When someone cries, "He and/or she will be the ruin of our country!" I say, "Go Placidly Among the Noise and Haste, and Remember - Don't Worry, Be Happy."

And when I hear somebody say, "Trump may ruin the U.S. economy, but Hillary Clinton will destroy the whole world," (I swear this is a real quote from a real person) I sing out, "Let It Go! Let It Go-oh!"

That's not to mean that I'm no longer interested in politics. I've been increasing my CNN watching by alarmingly high increments since around February. At the current rate, by August I'll be up to my September 2012 levels, my all-time high. This was a time when I was waking up in the middle of the night, stumbling into the living room and watching a commentator who looked like he was broadcasting out of a basement in Eastern Europe in 1975. And I was riveted. This guy was probably an unpaid intern and didn't know his ass from a hole in the ground, but I hung on every word. I was addicted to political news and would watch anything and everything that was on CNN. I fully expected to get an email from Wolf Blitzer saying, "You know, 24-hour news is just a phrase. It doesn't mean you have to watch all 24 consecutive hours."

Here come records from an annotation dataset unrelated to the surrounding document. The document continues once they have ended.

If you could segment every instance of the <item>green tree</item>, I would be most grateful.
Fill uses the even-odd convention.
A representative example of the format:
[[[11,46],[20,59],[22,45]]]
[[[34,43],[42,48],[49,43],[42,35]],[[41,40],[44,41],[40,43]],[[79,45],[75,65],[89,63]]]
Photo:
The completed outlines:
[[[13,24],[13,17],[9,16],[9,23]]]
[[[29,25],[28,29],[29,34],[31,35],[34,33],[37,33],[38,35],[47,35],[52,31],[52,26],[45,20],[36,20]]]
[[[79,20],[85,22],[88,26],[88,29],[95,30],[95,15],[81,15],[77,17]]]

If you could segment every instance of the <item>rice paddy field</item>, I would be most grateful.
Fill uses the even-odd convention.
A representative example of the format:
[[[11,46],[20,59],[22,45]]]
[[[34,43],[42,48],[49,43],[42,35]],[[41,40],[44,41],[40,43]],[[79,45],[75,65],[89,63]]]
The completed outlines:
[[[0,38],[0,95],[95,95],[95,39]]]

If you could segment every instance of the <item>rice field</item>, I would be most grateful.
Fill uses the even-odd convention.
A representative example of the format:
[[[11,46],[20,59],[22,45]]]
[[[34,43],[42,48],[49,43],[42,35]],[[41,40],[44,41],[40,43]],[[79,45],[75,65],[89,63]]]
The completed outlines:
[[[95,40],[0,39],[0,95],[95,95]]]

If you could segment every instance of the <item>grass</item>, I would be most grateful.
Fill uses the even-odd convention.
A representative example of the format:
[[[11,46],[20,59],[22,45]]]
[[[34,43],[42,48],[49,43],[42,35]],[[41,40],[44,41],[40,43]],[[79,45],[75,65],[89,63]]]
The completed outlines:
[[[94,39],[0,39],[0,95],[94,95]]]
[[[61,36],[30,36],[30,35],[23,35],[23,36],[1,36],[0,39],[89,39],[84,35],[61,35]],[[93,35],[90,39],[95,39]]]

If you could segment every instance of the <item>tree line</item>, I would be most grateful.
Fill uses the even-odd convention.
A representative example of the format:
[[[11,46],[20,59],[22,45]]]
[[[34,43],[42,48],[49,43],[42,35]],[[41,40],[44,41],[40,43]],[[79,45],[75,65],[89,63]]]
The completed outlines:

This time around I'm still following the presidential race, but I'm limiting my exposure to stuff that is actually happening. I'm no longer participating in discussions where there is fear, negativity, oh-my-god-we're-going-to-die references, and what-ifs. I won't listen to threats (or promises) to move out of the country if Candidate X wins. In fact, I get up and turn the channel when House Hunters International comes on.

"Diane, you don't know that nice couple from Morristown, New Jersey, is looking for beachfront property because of the presidential race," my husband says. "Maybe they just want to live on the beach."

"Life Is Like a Rollercoaster," I barked at him. "You Can Either Scream With Every Bump or Enjoy the Ride. Also, only a disenfranchised American would put up with that tiny closet space." And then I flip the channel back to CNN.

The negativity and lack of humor is killing me. I know it's no different from the last two presidential elections, but back then I was too busy working on the campaigns to notice that most everyone else was biting their cuticles and stocking up on the new Samsonite All-in-One International Travel Power Adapter and Converter Kit. I didn't need inspirational sayings from Facebook memes to help me stay positive. I had a focus fueled on positive energy and Tina Fey.

I'm not involved in any campaigns right now, in part because I still haven't caught up on my sleep since four years ago. That's when I discovered that for me in 2012 October Surprise meant "Hey! Guess what? Our campaign office can't afford a shredder so you'll have to stay up until 2 a.m.scissoring these data sheets until your hands are blistered beyond recognition! Surprise!" This campaign is different for me in other ways, too. Tina Fey has moved on to American Express and Garnier Fructis. But thanks to my vigilant Facebook friends, I'm flush with cheerful memes to keep me sane.

I'm planning a little political discussion salon here in a few weeks and am loading up on uplifting sayings to whip out in case of fiery speech.

So far I've got:

"Don't Let the Bastards Get You Down," when someone says they're in the market for a gun case for their underground bunker.

"Doomed Are the Hotheads!" when somebody asks if I've snagged my copy of Rick Steves' Belize! and

"Like and Share If Your Not Afraid 2 Say You Luv Jesus!" at the first mention of emptying all bank accounts and buying gold.

Ready to rock and roll. Let's take 'er home.